Paulie Malignaggi NDA
So, the McMcGregor Malignaggi NDA is all anybody is (not) talking about.
If you’re a fan of boxing, or MMA or both, you’ve no doubt heard about the big spat between Conor McGregor and former sparring partner (and former boxing world champion) Paulie Malignaggi?
Course you have.
Then you’ve possible also seen this quote from an interview with MMA Podcast The MMA Hour
“I told Conor that it becomes very hard for me to not disclose the NDA that I have when you’re putting up pictures of me.”
SO, what is this mythical NDA and what’s in it?
An NDA is a ‘Non-Disclosure Agreement” and, as the name suggests, it binds a party or parties not to disclose certain things specified in the agreement.
So far so simple.
However, there’s a couple of issues with NDAs generally, and with this one specifically that are worth pause for thought.
The First Rule of NDAs…
Firstly, to paraphrase Fight Club, the first rule of Non-Disclosure Agreements, you do not talk about the non-disclosure agreement. It would be a pretty standard clause in any NDA that I draft that one of the things that cannot be disclosed is the fact of the existence of the NDA or the terms of it. If that isn’t in this agreement between McGregor and Malignaggi, it’s quite surprising.
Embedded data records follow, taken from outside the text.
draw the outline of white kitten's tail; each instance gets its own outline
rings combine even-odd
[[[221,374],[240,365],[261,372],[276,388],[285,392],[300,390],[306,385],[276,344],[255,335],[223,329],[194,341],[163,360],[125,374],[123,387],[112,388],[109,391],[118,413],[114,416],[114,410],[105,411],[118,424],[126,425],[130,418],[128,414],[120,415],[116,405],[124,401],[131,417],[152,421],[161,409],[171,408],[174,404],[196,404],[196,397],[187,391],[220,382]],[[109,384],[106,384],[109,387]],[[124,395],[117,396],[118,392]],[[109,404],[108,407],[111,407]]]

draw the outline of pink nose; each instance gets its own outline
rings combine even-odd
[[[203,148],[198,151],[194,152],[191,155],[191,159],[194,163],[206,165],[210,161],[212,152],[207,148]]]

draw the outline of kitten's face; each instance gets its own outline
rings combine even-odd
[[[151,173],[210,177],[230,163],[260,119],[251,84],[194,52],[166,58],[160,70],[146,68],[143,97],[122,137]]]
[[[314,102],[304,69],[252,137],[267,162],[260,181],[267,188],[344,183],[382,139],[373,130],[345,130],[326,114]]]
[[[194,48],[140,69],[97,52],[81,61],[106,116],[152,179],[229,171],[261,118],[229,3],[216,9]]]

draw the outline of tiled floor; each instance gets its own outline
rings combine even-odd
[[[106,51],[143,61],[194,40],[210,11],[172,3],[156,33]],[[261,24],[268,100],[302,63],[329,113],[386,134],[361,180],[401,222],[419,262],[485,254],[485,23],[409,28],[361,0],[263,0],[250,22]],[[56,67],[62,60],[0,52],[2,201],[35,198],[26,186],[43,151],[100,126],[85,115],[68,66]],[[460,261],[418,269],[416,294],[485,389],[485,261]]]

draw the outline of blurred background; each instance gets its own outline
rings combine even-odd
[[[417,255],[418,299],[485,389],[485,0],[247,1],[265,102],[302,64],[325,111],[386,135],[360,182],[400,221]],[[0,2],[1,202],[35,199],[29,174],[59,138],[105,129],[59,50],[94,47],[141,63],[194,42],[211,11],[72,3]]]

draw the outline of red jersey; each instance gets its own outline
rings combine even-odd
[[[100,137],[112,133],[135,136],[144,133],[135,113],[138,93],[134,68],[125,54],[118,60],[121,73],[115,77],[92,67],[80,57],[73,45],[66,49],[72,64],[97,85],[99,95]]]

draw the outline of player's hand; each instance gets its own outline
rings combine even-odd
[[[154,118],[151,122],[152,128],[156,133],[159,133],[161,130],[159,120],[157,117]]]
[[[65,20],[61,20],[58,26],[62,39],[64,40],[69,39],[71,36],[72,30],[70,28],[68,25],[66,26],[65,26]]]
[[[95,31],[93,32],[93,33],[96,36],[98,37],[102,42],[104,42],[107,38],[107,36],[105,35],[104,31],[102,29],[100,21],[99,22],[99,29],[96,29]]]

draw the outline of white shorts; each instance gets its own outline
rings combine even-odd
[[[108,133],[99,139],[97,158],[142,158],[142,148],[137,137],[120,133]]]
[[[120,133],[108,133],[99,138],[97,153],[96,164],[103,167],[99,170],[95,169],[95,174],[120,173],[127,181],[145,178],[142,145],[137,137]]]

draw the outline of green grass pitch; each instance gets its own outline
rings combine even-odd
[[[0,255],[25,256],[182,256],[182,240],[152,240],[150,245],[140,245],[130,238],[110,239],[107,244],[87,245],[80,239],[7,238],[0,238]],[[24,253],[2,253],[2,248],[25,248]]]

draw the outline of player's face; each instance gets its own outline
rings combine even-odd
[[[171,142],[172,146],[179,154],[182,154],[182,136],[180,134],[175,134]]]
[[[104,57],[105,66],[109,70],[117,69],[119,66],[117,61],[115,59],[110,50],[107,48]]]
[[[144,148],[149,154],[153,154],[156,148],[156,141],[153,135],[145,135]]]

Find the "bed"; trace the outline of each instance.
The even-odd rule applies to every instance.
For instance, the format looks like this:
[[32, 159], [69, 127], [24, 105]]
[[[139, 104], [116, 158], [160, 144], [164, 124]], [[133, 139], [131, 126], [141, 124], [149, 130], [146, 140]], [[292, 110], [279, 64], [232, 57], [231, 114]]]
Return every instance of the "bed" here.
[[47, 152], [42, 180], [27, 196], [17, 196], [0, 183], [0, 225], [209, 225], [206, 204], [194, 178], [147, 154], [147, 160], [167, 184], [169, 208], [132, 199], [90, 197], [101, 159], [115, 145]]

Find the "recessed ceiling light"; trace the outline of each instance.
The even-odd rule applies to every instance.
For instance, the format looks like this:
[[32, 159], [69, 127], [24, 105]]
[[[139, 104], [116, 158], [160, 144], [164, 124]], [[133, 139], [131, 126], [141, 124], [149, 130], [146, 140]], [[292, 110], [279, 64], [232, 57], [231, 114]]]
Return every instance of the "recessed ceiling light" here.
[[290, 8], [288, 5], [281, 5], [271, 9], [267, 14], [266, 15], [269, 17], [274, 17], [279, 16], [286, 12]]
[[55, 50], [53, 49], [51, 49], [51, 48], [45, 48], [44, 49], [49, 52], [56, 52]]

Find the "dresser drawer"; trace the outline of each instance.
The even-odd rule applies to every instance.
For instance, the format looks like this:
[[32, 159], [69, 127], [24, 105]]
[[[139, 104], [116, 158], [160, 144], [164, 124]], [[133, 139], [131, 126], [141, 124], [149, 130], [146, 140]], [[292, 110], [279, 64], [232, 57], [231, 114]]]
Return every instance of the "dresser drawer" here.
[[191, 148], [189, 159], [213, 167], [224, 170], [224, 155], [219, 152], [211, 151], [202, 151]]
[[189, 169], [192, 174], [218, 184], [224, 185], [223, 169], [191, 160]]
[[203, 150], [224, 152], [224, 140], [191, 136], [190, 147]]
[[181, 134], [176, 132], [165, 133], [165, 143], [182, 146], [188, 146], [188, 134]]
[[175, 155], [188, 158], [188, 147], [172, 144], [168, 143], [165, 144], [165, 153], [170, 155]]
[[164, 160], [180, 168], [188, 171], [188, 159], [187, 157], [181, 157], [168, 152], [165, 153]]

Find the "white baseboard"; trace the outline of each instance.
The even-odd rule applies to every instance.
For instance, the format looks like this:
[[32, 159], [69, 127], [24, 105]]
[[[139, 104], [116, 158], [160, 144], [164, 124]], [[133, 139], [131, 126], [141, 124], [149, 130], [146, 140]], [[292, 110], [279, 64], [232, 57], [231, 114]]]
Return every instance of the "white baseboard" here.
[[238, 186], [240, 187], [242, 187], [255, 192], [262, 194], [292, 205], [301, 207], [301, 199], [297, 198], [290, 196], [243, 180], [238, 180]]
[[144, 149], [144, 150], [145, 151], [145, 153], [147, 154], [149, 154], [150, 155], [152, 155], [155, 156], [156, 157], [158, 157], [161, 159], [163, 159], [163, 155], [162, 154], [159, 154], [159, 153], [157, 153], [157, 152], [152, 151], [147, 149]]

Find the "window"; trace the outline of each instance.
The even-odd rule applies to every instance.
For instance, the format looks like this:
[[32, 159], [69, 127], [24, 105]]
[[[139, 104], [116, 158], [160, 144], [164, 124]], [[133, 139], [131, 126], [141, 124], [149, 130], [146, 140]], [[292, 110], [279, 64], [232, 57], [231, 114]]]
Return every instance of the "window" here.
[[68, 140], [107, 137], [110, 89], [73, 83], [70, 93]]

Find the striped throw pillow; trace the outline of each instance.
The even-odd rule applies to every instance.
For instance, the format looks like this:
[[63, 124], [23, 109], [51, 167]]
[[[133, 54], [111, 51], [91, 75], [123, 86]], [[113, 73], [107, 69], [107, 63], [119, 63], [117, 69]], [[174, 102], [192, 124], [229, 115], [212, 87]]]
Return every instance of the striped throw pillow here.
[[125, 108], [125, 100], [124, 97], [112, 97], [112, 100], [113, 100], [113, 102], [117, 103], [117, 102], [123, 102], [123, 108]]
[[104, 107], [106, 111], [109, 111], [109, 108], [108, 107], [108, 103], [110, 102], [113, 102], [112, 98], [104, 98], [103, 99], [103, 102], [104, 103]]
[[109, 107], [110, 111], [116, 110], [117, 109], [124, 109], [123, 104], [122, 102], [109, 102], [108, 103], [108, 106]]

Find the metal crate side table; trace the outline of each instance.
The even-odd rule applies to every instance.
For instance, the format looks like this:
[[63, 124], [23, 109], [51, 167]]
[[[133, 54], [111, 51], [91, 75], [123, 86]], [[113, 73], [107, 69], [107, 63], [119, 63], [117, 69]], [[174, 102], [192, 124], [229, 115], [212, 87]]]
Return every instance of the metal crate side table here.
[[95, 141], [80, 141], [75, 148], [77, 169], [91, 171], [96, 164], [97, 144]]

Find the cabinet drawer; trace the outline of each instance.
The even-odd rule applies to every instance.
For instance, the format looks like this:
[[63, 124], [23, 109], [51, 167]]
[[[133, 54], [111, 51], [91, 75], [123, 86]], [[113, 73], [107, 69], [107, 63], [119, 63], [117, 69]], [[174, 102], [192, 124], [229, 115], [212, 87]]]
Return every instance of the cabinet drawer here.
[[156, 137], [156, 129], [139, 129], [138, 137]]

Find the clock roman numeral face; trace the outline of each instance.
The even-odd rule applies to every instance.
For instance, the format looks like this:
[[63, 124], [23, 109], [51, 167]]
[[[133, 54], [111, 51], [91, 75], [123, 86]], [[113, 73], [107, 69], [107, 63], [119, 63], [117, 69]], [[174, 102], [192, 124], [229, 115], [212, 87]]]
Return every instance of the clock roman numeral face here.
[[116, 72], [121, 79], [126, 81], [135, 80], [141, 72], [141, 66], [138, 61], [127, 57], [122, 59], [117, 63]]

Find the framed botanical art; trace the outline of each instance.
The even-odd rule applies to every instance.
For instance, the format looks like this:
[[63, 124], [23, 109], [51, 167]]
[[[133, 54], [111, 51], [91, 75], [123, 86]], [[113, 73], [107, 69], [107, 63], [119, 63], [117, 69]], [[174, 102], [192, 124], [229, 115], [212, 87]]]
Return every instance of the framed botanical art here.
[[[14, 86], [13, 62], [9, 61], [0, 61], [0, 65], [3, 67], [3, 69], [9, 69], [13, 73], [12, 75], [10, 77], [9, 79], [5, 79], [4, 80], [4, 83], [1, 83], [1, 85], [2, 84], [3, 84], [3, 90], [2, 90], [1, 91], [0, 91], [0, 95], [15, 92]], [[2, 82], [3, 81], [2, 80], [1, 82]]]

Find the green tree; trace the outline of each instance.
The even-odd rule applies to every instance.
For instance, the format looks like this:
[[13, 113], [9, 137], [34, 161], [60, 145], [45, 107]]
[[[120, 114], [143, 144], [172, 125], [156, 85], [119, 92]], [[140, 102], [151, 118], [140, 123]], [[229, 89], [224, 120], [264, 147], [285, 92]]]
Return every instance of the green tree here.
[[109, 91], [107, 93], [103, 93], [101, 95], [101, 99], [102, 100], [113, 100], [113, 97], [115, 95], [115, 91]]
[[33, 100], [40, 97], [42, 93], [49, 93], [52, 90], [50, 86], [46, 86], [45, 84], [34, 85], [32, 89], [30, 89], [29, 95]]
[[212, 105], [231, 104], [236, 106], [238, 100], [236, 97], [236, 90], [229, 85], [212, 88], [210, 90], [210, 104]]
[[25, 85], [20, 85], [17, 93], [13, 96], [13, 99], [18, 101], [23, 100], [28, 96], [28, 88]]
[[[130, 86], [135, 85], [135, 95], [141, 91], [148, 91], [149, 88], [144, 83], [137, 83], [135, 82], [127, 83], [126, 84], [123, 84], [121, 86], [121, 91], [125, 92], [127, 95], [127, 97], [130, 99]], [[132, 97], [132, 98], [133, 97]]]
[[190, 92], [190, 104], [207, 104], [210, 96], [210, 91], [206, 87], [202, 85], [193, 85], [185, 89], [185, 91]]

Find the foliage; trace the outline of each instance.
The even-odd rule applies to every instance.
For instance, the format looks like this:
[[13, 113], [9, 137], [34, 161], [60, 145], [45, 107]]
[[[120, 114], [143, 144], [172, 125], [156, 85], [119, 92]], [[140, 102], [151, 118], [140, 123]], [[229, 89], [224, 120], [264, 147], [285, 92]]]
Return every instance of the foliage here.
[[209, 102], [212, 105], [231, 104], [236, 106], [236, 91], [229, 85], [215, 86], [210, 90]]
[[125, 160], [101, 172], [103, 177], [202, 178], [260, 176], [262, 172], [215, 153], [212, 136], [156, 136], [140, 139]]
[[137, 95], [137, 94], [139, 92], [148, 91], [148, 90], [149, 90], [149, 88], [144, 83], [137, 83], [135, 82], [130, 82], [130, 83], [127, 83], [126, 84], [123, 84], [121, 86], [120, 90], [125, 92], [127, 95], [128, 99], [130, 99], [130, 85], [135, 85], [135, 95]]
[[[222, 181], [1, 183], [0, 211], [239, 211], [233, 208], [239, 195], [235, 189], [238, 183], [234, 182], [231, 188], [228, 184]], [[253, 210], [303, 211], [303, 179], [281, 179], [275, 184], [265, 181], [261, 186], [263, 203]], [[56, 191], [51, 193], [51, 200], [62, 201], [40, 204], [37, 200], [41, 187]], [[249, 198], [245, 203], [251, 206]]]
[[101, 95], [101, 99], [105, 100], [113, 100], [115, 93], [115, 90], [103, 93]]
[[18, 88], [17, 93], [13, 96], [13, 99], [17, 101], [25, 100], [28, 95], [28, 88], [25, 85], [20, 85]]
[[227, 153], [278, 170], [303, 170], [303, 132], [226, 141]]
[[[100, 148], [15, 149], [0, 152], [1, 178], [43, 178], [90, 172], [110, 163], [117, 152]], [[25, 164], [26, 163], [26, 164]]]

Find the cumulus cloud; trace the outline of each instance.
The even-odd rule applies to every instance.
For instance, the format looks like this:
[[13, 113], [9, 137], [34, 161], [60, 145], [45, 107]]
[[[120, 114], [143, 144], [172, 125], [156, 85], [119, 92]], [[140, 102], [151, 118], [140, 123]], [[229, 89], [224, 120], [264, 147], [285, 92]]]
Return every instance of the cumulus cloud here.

If it is, then that provision is already breached in revealing the existence of the NDA and/or discussing its terms.
When is an NDA not an NDA…
Almost all standard NDAs will allow either party to disclose the terms of the NDA to a ‘professional advisor’. For example, here’s the wording I used in an DNA drafted for a client last week:
All Confidential Information shall be kept strictly confidential by the Parties and shall not be disclosed in whole or in part to any person other than:-
- to such directors, employees or professional advisors of the Parties as are, or are likely to be, directly concerned with the negotiations between the Parties and any work to be undertaken by the Party 1 or Party 2 on behalf of Party 3 subsequent to such negotiations and discussions between the parties, and who need to know the Confidential Information (or any part of it) for such limited purposes only; and
- in accordance with an Order of a Court of competent jurisdiction.
Provided that the Parties, prior to disclosing any Confidential Information in accordance with this provision, shall procure that each of those directors, employees and professional advisers and other such persons to whom Confidential Information is to be disclosed is made aware of and shall adhere to the terms of this Agreement as if he/she was a Party to it in place of the Party so disclosing.
So, If Paulie Malignaggi wants to hire me as a professional advisor (please do Paulie, mates rates), then he can send me on a copy of the NDA.
Again, please do.
Who Breached The NDA First…
According to Paulie Malignaggi, he never got paid
If this is true, then he’s quite possibly has a point. Whether it’s void or voidable or whether it has been ‘breached’ is another matter.
Again, a standard clause in any contract (which is what an NDA is, more on that in a second) would be severability. Here’s my standard bit:
If any provision of this Agreement (or part of any provision) is found by any court or other authority of competent jurisdiction to be invalid, illegal or unenforceable, that provision or part-provision shall, to the extent required, be deemed not to form part of this Agreement, and the validity and enforceability of the other provisions of the agreement shall not be affected.
But if the consideration here was ‘being paid’ (which let’s assume it was) then the contract may be deemed void or rescinded because the main object and specific purpose of the contract has been breached.
In simple terms
“I agreed not to talk to people about x, y and z on condition that you paid me $$$, you haven’t paid me, so I’m not bound and I can talk about whatever I want. Bitch*”
At its heart an NDA is a contract.
For a contract to exist there has to be 3 things
- An Offer
- Acceptance (of that offer)
Consideration is what we would usually expect to be cold hard cash, but it doesn’t have to be.
Consideration could be anything, provided it is of value to all parties to the contract
Consideration can also be token, so in exchange for $1 or something
Often ‘consideration’, particularly if nominal, doesn’t actually change hands. This is a technical breach of the contract.
So Sue Me
Here’s the crux of it.
(1) If Paulie Malignaggi really hasn’t been paid, and really isn’t bound by the terms of this NDA, why isn’t he spilling all the beans?
(2) If Conor McGregor really believes that he is bound, why aren’t his legal team seeking an immediate injunction to Paulie Malignaggi to comply with the terms of the NDA and restrain him from breaching its terms on social media, in interviews and otherwise.
As it stands, there’s a sort of weird situation where it seems Paulie Malignaggi appears to be SORT of breaching (what we can only assume) are the terms of the NDA, but for some reason isnt fully breaching the terms…….and Conor McGregor seems to be happy to let him.
What the reality is, we may never know, because if the NDA has been drafted properly, it will last beyond the fight anyway, as there should also be a term in there about the obligations surviving into the future.
From a legal point of view, something about this whole situation is not quite right, and I would LOVE to know what it is.